02 — Training Setup on 8x H200¶

1. What Models Fit in 8x H200?¶

With 8 × 141 GB = 1,128 GB total HBM3e, the single-node capacity for training is:

Model Size	BF16 Weights	Optimizer (AdamW)	Activations (est.)	Fits?
7B	14 GB	56 GB	~10 GB	Yes (single GPU)
13B	26 GB	104 GB	~20 GB	Yes (2 GPUs)
70B	140 GB	560 GB	~80 GB	Yes (8 GPUs, ZeRO-3)
180B	360 GB	1,440 GB	~200 GB	Needs multi-node
405B	810 GB	3,240 GB	~400 GB	Needs multi-node

Rule of thumb: AdamW stores 4× model parameters (weights, gradients, m, v) — all in FP32.
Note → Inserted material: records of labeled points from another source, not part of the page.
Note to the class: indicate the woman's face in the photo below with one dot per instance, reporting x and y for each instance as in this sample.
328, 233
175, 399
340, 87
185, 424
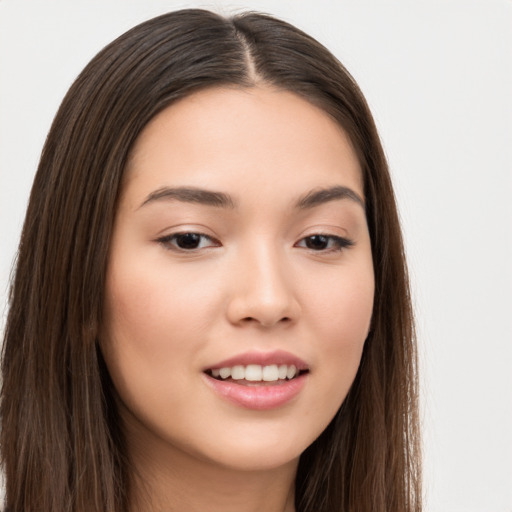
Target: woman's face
240, 248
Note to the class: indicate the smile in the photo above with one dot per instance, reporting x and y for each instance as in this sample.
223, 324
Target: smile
258, 381
256, 372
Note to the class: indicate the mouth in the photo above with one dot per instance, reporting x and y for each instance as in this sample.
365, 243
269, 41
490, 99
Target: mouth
255, 374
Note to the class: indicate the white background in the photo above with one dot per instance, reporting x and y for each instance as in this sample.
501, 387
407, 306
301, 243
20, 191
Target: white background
438, 77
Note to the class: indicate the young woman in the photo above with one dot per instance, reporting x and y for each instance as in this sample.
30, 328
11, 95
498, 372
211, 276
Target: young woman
210, 309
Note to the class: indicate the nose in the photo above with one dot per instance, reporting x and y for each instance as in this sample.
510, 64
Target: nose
263, 290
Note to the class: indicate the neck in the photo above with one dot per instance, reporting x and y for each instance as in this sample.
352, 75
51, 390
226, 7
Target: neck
168, 479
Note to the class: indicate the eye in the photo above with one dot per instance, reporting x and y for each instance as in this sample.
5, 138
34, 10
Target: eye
325, 243
188, 241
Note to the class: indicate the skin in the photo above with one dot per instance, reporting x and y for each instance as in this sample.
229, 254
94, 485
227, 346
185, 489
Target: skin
253, 283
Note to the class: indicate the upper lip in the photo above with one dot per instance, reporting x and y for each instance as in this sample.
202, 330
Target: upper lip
277, 357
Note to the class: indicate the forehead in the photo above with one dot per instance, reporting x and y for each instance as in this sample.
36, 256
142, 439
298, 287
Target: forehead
222, 137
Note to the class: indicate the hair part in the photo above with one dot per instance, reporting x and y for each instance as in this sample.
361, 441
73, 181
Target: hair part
62, 446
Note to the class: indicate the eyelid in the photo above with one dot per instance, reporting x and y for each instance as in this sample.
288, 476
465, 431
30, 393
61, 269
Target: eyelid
341, 242
165, 241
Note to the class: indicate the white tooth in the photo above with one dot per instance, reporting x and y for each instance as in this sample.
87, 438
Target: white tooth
270, 373
253, 372
225, 372
238, 372
291, 372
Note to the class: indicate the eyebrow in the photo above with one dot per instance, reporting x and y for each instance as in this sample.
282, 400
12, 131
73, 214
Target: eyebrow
325, 195
191, 195
221, 200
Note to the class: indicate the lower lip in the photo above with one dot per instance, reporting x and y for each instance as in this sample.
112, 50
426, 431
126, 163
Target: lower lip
256, 397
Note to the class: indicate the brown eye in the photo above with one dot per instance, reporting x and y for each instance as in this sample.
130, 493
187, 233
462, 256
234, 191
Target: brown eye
325, 243
317, 242
187, 241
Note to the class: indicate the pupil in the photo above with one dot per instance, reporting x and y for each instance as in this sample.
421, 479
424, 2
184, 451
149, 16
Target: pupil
188, 240
316, 242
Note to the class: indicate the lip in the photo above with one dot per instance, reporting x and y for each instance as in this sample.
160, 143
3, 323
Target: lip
255, 396
262, 358
258, 397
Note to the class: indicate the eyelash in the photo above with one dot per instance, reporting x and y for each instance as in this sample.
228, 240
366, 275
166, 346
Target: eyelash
334, 243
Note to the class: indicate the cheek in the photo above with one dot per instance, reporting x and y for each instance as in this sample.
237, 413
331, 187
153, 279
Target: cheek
341, 317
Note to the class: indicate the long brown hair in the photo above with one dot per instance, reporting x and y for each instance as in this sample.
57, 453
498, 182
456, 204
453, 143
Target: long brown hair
62, 447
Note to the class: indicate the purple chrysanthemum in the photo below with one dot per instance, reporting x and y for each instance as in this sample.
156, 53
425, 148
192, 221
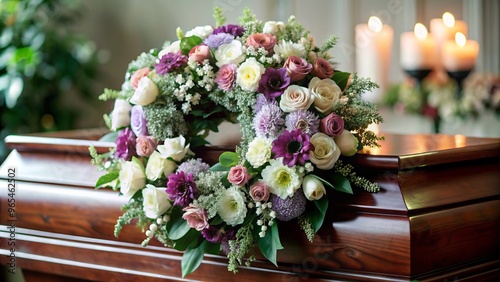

2. Parallelism Strategy Selection¶

Decision Tree for 8x H200 Single Node¶

Model params < 7B?
  └─ DDP (pure data parallel) — simple, near-linear scaling

7B – 70B?
  └─ FSDP with ZeRO-3 — shard weights, grads, optimizer states across 8 GPUs
     OR
  └─ Tensor Parallel (TP=8) — ideal for transformer MHA layers

70B+ on single node?
  └─ TP=8 + ZeRO-3 FSDP — combine both for maximum memory efficiency
     Multi-node: add Pipeline Parallelism (PP) across nodes

3D Parallelism at Scale¶

Total GPUs = DP × TP × PP

Single 8-GPU node:
  TP=8, DP=1, PP=1  → pure tensor parallel (best for inference-like single-node)
  TP=4, DP=2, PP=1  → tensor parallel + data parallel (training with 2 micro-batches)
  TP=2, DP=4, PP=1  → more data parallel replicas, smaller model shards

3. Data Parallelism with FSDP (PyTorch)¶

import torch
import torch.distributed as dist
from torch.distributed.fsdp import FullyShardedDataParallel as FSDP
from torch.distributed.fsdp import MixedPrecision, ShardingStrategy
from torch.distributed.fsdp.wrap import transformer_auto_wrap_policy

def setup(rank, world_size):
    dist.init_process_group("nccl", rank=rank, world_size=world_size)
    torch.cuda.set_device(rank)

def main(rank, world_size):
    setup(rank, world_size)

    # Mixed precision: BF16 params/gradients, FP32 optimizer states
    mp_policy = MixedPrecision(
        param_dtype=torch.bfloat16,
        reduce_dtype=torch.bfloat16,
        buffer_dtype=torch.bfloat16,
    )

    from transformers import LlamaForCausalLM
    from transformers.models.llama.modeling_llama import LlamaDecoderLayer

    model = LlamaForCausalLM.from_pretrained("meta-llama/Llama-2-70b-hf")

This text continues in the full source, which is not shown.